23 de ago. de 2008

Espírito olímpico

Foi grandiosa a cerimônia de abertura dos XXIX Jogos Olímpicos, realizada na cidade chinesa de Beijin, (Pequim), em 8/8/2008. A China se programou com esmero para deixar o mundo ocidental de queixo caído. Em 2006, quando visitei Pequim, a cidade estava transformada num parque de construções, enormes edifícios sendo erguidos às pressas. Andaimes de bambus prometiam hotéis e shopping centers, por todo lado.
Considerada excepcional e surpreendente, a cerimônia de abertura foi presenciada por 91 mil pessoas, no estádio Ninho de Pássaro, e assistida por quatro bilhões de telespectadores em todo o mundo.

Poucos dias após, ainda sob o efeito da magia, verdade bem pouco glamorosa começou a ser desvendada, proporcionando o sentimento de manipulação programada.

Aos poucos, descobriu-se que a voz que entoou a “Ode à Pátria” não pertencia à encantadora menina (chamada pela imprensa chinesa de “estrela em ascensão”) que a interpretou, na verdade em “playback”. Porque a verdadeira cantora era outra menina, de figura pouco atraente, acima do peso, com dentes feios.

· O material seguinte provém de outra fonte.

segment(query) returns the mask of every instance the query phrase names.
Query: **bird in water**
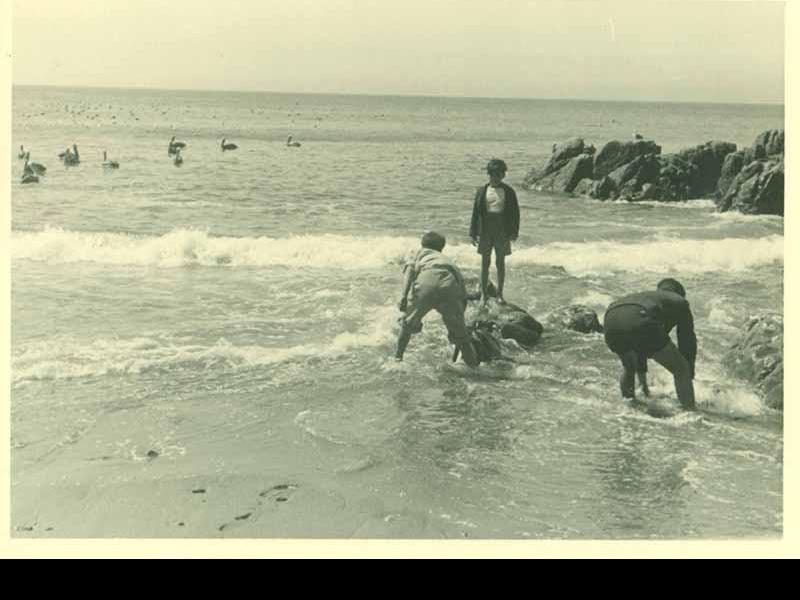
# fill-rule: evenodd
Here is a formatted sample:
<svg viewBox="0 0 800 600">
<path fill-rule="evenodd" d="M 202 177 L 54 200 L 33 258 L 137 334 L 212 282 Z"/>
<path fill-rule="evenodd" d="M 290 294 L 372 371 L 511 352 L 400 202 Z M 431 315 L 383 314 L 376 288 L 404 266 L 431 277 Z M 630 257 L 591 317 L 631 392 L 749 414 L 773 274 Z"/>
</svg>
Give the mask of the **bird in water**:
<svg viewBox="0 0 800 600">
<path fill-rule="evenodd" d="M 20 146 L 19 146 L 19 154 L 17 154 L 17 158 L 20 159 L 20 160 L 25 158 L 25 147 L 22 146 L 22 144 L 20 144 Z"/>
<path fill-rule="evenodd" d="M 236 150 L 239 147 L 236 144 L 226 144 L 225 143 L 226 139 L 227 138 L 222 138 L 222 144 L 220 144 L 220 147 L 222 148 L 223 152 L 225 152 L 226 150 Z"/>
<path fill-rule="evenodd" d="M 637 131 L 636 133 L 633 134 L 633 139 L 635 139 L 635 140 L 643 140 L 644 136 Z"/>
<path fill-rule="evenodd" d="M 292 136 L 289 136 L 289 138 L 286 140 L 286 145 L 289 146 L 290 148 L 299 148 L 300 142 L 293 142 Z"/>
<path fill-rule="evenodd" d="M 36 175 L 44 175 L 44 174 L 45 174 L 45 171 L 47 171 L 47 167 L 45 167 L 45 166 L 44 166 L 43 164 L 41 164 L 41 163 L 37 163 L 37 162 L 30 162 L 30 160 L 31 160 L 31 151 L 30 151 L 30 150 L 28 150 L 28 151 L 25 153 L 25 164 L 26 164 L 26 165 L 29 165 L 29 168 L 30 168 L 30 169 L 32 169 L 32 170 L 33 170 L 33 172 L 34 172 Z"/>
<path fill-rule="evenodd" d="M 22 183 L 39 183 L 39 177 L 33 172 L 33 168 L 25 159 L 25 166 L 22 168 Z"/>
<path fill-rule="evenodd" d="M 108 153 L 105 150 L 103 150 L 103 168 L 119 169 L 119 163 L 115 160 L 108 160 Z"/>
<path fill-rule="evenodd" d="M 184 142 L 176 142 L 175 136 L 173 135 L 172 138 L 169 140 L 169 148 L 167 148 L 167 156 L 174 156 L 178 153 L 179 150 L 186 148 L 186 144 Z"/>
<path fill-rule="evenodd" d="M 178 148 L 175 150 L 175 158 L 172 160 L 175 163 L 176 167 L 180 167 L 183 164 L 183 157 L 181 156 L 181 150 Z"/>
<path fill-rule="evenodd" d="M 78 146 L 76 144 L 72 144 L 72 150 L 67 148 L 66 151 L 59 154 L 58 157 L 64 161 L 65 165 L 77 165 L 81 162 L 81 157 L 78 154 Z"/>
</svg>

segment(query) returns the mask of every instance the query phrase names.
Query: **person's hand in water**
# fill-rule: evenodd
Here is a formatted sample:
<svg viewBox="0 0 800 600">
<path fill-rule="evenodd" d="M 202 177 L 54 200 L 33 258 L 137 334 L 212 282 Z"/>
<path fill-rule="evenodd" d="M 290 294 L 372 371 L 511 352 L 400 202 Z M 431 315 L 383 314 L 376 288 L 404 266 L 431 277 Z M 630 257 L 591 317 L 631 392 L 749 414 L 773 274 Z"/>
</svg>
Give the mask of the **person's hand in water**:
<svg viewBox="0 0 800 600">
<path fill-rule="evenodd" d="M 474 237 L 474 238 L 470 238 L 470 240 L 472 241 L 472 245 L 473 246 L 477 246 L 478 245 L 478 238 Z"/>
<path fill-rule="evenodd" d="M 400 300 L 400 304 L 397 305 L 397 308 L 400 309 L 400 312 L 406 312 L 406 310 L 408 310 L 408 299 L 403 298 Z"/>
</svg>

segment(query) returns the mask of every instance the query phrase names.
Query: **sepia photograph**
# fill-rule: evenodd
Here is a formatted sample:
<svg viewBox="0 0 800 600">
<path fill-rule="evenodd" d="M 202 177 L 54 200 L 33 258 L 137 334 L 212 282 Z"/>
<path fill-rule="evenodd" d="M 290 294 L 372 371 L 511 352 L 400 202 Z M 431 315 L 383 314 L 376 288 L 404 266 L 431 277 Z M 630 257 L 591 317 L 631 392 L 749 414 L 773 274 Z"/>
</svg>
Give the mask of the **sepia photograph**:
<svg viewBox="0 0 800 600">
<path fill-rule="evenodd" d="M 789 4 L 0 3 L 12 553 L 781 543 Z"/>
</svg>

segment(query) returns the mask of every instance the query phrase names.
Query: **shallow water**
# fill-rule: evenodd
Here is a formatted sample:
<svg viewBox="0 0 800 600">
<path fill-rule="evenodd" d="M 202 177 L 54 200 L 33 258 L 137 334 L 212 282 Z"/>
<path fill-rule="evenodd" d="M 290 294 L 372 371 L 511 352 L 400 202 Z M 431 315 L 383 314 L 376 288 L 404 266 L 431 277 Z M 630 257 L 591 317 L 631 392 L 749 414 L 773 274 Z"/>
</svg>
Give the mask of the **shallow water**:
<svg viewBox="0 0 800 600">
<path fill-rule="evenodd" d="M 747 317 L 783 312 L 783 220 L 519 184 L 554 140 L 742 147 L 782 107 L 16 88 L 13 108 L 14 147 L 48 173 L 22 186 L 12 165 L 12 527 L 185 535 L 121 508 L 56 522 L 37 490 L 80 483 L 62 507 L 78 513 L 114 486 L 241 477 L 293 486 L 260 536 L 780 534 L 782 415 L 720 356 Z M 240 149 L 223 154 L 222 137 Z M 73 142 L 82 162 L 64 167 Z M 103 149 L 120 169 L 102 169 Z M 399 265 L 421 231 L 478 274 L 466 233 L 492 156 L 522 212 L 509 300 L 539 320 L 572 302 L 602 316 L 679 278 L 699 413 L 676 410 L 657 365 L 668 416 L 623 403 L 600 335 L 548 329 L 475 375 L 448 364 L 431 315 L 391 359 Z M 199 535 L 252 535 L 214 518 Z"/>
</svg>

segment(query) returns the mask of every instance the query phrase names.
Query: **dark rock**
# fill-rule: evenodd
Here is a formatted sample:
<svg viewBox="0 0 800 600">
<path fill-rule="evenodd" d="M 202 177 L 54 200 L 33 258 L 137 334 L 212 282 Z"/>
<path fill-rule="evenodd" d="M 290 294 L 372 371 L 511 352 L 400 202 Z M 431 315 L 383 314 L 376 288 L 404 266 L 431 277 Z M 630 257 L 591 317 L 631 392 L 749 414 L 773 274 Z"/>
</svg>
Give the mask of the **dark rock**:
<svg viewBox="0 0 800 600">
<path fill-rule="evenodd" d="M 731 152 L 736 152 L 736 144 L 728 142 L 706 142 L 678 152 L 680 158 L 697 167 L 689 181 L 692 197 L 707 196 L 716 191 L 722 164 Z"/>
<path fill-rule="evenodd" d="M 584 178 L 592 176 L 592 157 L 582 154 L 569 159 L 558 171 L 541 178 L 526 180 L 528 189 L 548 192 L 571 192 Z"/>
<path fill-rule="evenodd" d="M 783 216 L 783 195 L 783 159 L 754 161 L 734 178 L 717 207 L 721 212 Z"/>
<path fill-rule="evenodd" d="M 513 339 L 524 347 L 533 346 L 544 331 L 539 321 L 512 302 L 498 304 L 490 300 L 475 311 L 472 322 L 477 329 L 488 330 L 503 339 Z"/>
<path fill-rule="evenodd" d="M 203 488 L 197 488 L 196 490 L 192 490 L 193 494 L 205 494 L 206 491 Z"/>
<path fill-rule="evenodd" d="M 744 168 L 744 150 L 731 152 L 722 163 L 722 171 L 717 181 L 717 197 L 722 197 L 730 188 L 733 180 Z"/>
<path fill-rule="evenodd" d="M 594 180 L 587 178 L 581 179 L 578 182 L 578 185 L 575 186 L 575 189 L 572 190 L 573 194 L 577 194 L 579 196 L 588 196 L 592 193 L 594 189 Z"/>
<path fill-rule="evenodd" d="M 750 148 L 757 154 L 756 159 L 768 158 L 783 154 L 785 141 L 783 129 L 770 129 L 760 134 Z"/>
<path fill-rule="evenodd" d="M 555 173 L 571 159 L 583 154 L 584 148 L 583 138 L 573 138 L 566 142 L 555 144 L 553 146 L 553 154 L 550 156 L 550 161 L 545 166 L 542 175 Z"/>
<path fill-rule="evenodd" d="M 661 168 L 655 181 L 656 188 L 649 191 L 650 196 L 655 200 L 688 200 L 697 166 L 677 154 L 659 156 L 658 161 Z"/>
<path fill-rule="evenodd" d="M 148 450 L 146 456 L 147 458 L 158 458 L 159 454 L 155 450 Z"/>
<path fill-rule="evenodd" d="M 602 179 L 615 169 L 644 154 L 661 154 L 661 146 L 651 140 L 608 142 L 594 157 L 594 178 Z"/>
<path fill-rule="evenodd" d="M 722 362 L 737 377 L 755 384 L 767 406 L 783 410 L 783 315 L 750 318 Z"/>
<path fill-rule="evenodd" d="M 592 192 L 589 195 L 592 198 L 597 198 L 598 200 L 607 200 L 609 198 L 614 198 L 616 193 L 617 186 L 614 185 L 614 182 L 611 180 L 611 178 L 606 176 L 595 182 Z"/>
<path fill-rule="evenodd" d="M 597 313 L 583 304 L 558 308 L 547 315 L 545 322 L 557 329 L 569 329 L 580 333 L 603 332 Z"/>
<path fill-rule="evenodd" d="M 636 196 L 646 183 L 654 183 L 661 174 L 661 163 L 655 154 L 637 156 L 631 162 L 612 171 L 608 178 L 619 190 L 619 196 L 628 200 Z"/>
</svg>

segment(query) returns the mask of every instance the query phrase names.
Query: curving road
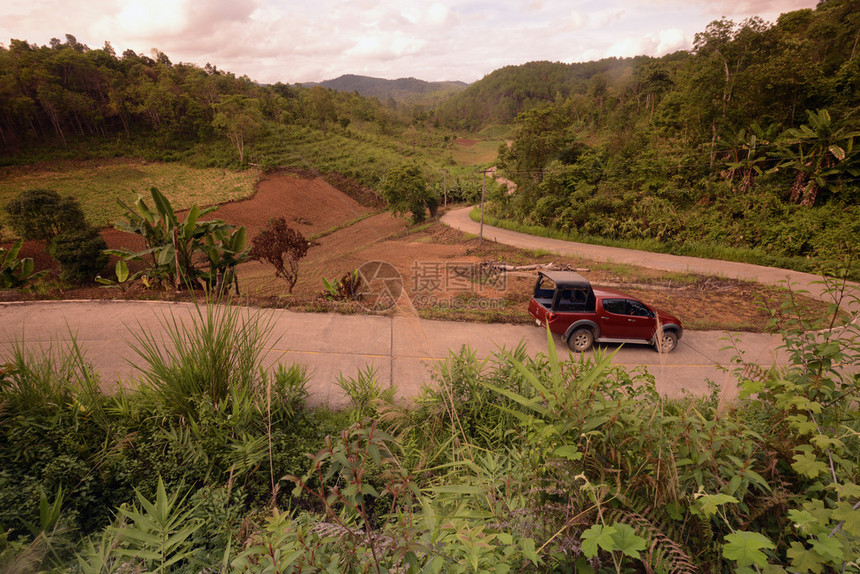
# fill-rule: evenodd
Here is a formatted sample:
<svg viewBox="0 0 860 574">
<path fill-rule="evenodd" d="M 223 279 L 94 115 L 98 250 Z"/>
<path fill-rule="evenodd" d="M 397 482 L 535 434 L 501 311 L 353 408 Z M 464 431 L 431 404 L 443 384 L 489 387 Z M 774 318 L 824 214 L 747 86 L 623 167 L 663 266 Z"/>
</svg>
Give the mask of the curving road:
<svg viewBox="0 0 860 574">
<path fill-rule="evenodd" d="M 442 223 L 465 233 L 478 235 L 481 227 L 480 223 L 469 219 L 469 212 L 472 209 L 471 206 L 452 209 L 442 216 Z M 750 263 L 737 263 L 734 261 L 702 259 L 699 257 L 669 255 L 668 253 L 652 253 L 636 249 L 575 243 L 573 241 L 550 239 L 527 233 L 519 233 L 517 231 L 509 231 L 486 224 L 484 224 L 484 238 L 512 247 L 519 247 L 520 249 L 542 249 L 568 257 L 584 257 L 595 261 L 629 263 L 631 265 L 638 265 L 639 267 L 648 267 L 662 271 L 691 271 L 694 273 L 731 277 L 743 281 L 754 281 L 765 285 L 785 286 L 786 281 L 789 281 L 793 286 L 809 291 L 811 297 L 815 297 L 821 301 L 832 302 L 832 298 L 825 292 L 824 286 L 820 284 L 821 277 L 810 273 L 801 273 L 800 271 L 764 267 Z M 851 283 L 849 290 L 855 297 L 860 297 L 860 285 L 857 283 Z M 858 309 L 856 301 L 853 301 L 850 307 L 846 307 L 846 310 L 856 313 L 860 309 Z"/>
</svg>

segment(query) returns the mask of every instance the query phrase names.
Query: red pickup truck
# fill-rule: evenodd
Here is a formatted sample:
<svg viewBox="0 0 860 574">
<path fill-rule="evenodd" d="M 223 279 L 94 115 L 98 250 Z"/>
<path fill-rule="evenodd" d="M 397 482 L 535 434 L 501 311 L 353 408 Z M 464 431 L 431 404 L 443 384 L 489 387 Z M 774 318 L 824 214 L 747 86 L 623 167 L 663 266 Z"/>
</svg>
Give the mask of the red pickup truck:
<svg viewBox="0 0 860 574">
<path fill-rule="evenodd" d="M 571 271 L 540 271 L 529 314 L 574 351 L 598 343 L 644 343 L 671 353 L 684 330 L 681 321 L 614 289 L 593 289 Z"/>
</svg>

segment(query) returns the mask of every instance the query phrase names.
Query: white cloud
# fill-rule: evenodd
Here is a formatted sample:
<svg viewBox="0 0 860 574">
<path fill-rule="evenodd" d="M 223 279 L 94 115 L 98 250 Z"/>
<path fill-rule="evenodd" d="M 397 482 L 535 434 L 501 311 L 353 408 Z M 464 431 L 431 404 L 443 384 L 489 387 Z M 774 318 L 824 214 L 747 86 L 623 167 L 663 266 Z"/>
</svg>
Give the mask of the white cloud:
<svg viewBox="0 0 860 574">
<path fill-rule="evenodd" d="M 372 60 L 393 60 L 415 54 L 426 44 L 426 40 L 401 32 L 380 33 L 361 38 L 355 46 L 346 50 L 344 55 Z"/>
<path fill-rule="evenodd" d="M 475 81 L 532 60 L 662 55 L 725 15 L 817 0 L 2 0 L 0 42 L 69 33 L 261 82 L 341 74 Z M 781 9 L 781 10 L 780 10 Z"/>
<path fill-rule="evenodd" d="M 631 56 L 664 56 L 690 47 L 690 39 L 678 28 L 660 30 L 655 34 L 624 38 L 607 50 L 607 56 L 627 58 Z"/>
<path fill-rule="evenodd" d="M 427 8 L 426 22 L 432 26 L 444 26 L 451 19 L 451 9 L 436 2 Z"/>
<path fill-rule="evenodd" d="M 586 24 L 588 24 L 588 14 L 574 10 L 571 12 L 565 28 L 567 30 L 579 30 L 585 28 Z"/>
<path fill-rule="evenodd" d="M 129 39 L 173 36 L 187 27 L 187 10 L 183 0 L 131 0 L 118 13 L 97 21 L 93 30 Z"/>
</svg>

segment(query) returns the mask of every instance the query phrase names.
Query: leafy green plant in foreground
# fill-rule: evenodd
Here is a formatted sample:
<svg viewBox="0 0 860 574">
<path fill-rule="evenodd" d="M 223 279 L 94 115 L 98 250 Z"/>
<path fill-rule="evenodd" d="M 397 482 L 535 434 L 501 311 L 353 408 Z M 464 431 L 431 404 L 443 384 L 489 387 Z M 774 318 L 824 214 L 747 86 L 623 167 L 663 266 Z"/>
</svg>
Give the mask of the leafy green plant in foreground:
<svg viewBox="0 0 860 574">
<path fill-rule="evenodd" d="M 193 312 L 196 327 L 164 319 L 175 335 L 151 338 L 162 354 L 141 365 L 164 387 L 90 396 L 91 372 L 57 378 L 60 362 L 40 374 L 21 354 L 0 375 L 0 559 L 50 558 L 28 528 L 44 522 L 67 528 L 50 559 L 67 564 L 76 545 L 94 572 L 174 556 L 183 572 L 850 572 L 860 350 L 836 287 L 826 324 L 792 300 L 775 312 L 790 362 L 741 363 L 734 402 L 667 399 L 647 372 L 599 352 L 565 359 L 548 338 L 534 357 L 452 353 L 412 408 L 379 401 L 366 369 L 348 392 L 361 408 L 308 411 L 301 368 L 264 370 L 228 350 L 264 340 L 235 309 Z M 161 348 L 174 340 L 185 351 Z M 212 373 L 228 384 L 209 389 Z M 198 490 L 187 502 L 183 484 Z M 172 553 L 154 529 L 123 534 L 149 524 L 141 498 L 182 518 Z M 138 550 L 150 554 L 127 555 Z"/>
<path fill-rule="evenodd" d="M 767 444 L 785 453 L 785 484 L 801 494 L 783 518 L 777 548 L 790 571 L 860 568 L 860 328 L 839 313 L 843 305 L 856 308 L 858 300 L 844 281 L 825 284 L 833 296 L 829 322 L 808 323 L 792 292 L 780 312 L 772 310 L 789 367 L 766 377 L 747 374 L 741 387 L 747 412 L 768 430 Z M 756 540 L 756 550 L 775 548 L 775 538 Z M 737 552 L 738 545 L 727 538 L 724 553 Z M 765 563 L 761 552 L 738 561 L 744 567 Z"/>
<path fill-rule="evenodd" d="M 38 279 L 47 271 L 35 271 L 35 264 L 30 257 L 18 259 L 18 253 L 24 246 L 24 240 L 19 239 L 12 247 L 0 247 L 0 289 L 14 289 Z"/>
</svg>

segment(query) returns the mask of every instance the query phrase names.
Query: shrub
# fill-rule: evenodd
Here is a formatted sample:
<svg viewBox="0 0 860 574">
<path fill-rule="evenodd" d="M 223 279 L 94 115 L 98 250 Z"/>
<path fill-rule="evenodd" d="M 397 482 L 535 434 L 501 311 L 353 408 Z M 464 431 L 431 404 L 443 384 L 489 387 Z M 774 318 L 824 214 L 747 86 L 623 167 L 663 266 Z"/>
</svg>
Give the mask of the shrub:
<svg viewBox="0 0 860 574">
<path fill-rule="evenodd" d="M 60 197 L 49 189 L 22 191 L 6 204 L 9 225 L 24 239 L 53 239 L 66 230 L 86 226 L 84 212 L 74 197 Z"/>
<path fill-rule="evenodd" d="M 51 241 L 48 253 L 60 262 L 60 276 L 66 281 L 91 281 L 108 262 L 107 243 L 94 227 L 64 231 Z"/>
<path fill-rule="evenodd" d="M 310 244 L 304 236 L 287 225 L 283 217 L 270 219 L 251 240 L 251 259 L 265 261 L 275 268 L 275 276 L 284 279 L 293 292 L 299 280 L 299 259 L 308 254 Z"/>
</svg>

Como não representaria à altura a imagem que a China desejava mostrar ao mundo, foi descartada.

Questionadas, as autoridades admitiram a troca, dizendo ser “uma questão de interesse nacional”. A decisão de substituir a cantora em frente às câmeras foi tomada durante um ensaio, assistido por um dos principais dirigentes do Partido Comunista Chinês.

Como se isso fosse pouco, também veio à tona a informação de que algumas imagens dos fogos de artifício transmitidas na TV, embasbacando a todos, na verdade haviam sido gravadas com antecedência e editadas. Numa cena espetacular, anéis gigantescos com fogos cruzados surgiram no céu, supostamente filmados ao vivo de um helicóptero. Como a poluição chinesa impediria a visão, as imagens foram editadas, com grande tecnologia.

Aí lembrei um campeiro, homem rústico, que nunca acreditou que o homem tivesse ido à lua, embora houvesse presenciado o fato na TV, junto conosco. Descrença então considerada absurda, hoje teria razão de ser.

Mas os questionamentos não cessam nesse ponto. Também a idade de duas das seis ginastas da Seleção da China que conquistaram medalha de ouro está sendo posta em dúvida. Há sérias interrogações sobre a idoneidade dos documentos comprobatórios da idade das ginastas. A idade mínima permitida é 16 anos, feitos durante o ano da Olimpíada, pois, quanto mais jovem a ginasta, maior a flexibilidade. Reportagens anteriores, referindo-se à idade das ginastas como 14 anos, segundo consta, foram retiradas dos sites estatais.

Talvez o mais surpreendente, nisso tudo, seja a naturalidade com que autoridades tratam do assunto, empenhadas em criar uma imagem ideal de uma China fictícia. Como se, para elas, importasse mais a fantasia que a realidade, a moldura que o quadro.
Ou talvez seja compreensível que, após longo período de lavagem cerebral, nem todos os chineses possam compreender o sentido do espírito olímpico, demonstrado com bravura por muitos atletas, inclusive seus.

Na China, como no Brasil ou em qualquer outro país, há pessoas boas e pessoas más, pessoas idôneas e pessoas capazes de inverter verdades e nos convencer do que desejarem. Olhos abertos, ouvidos atentos e capacidade de questionar só fazem bem.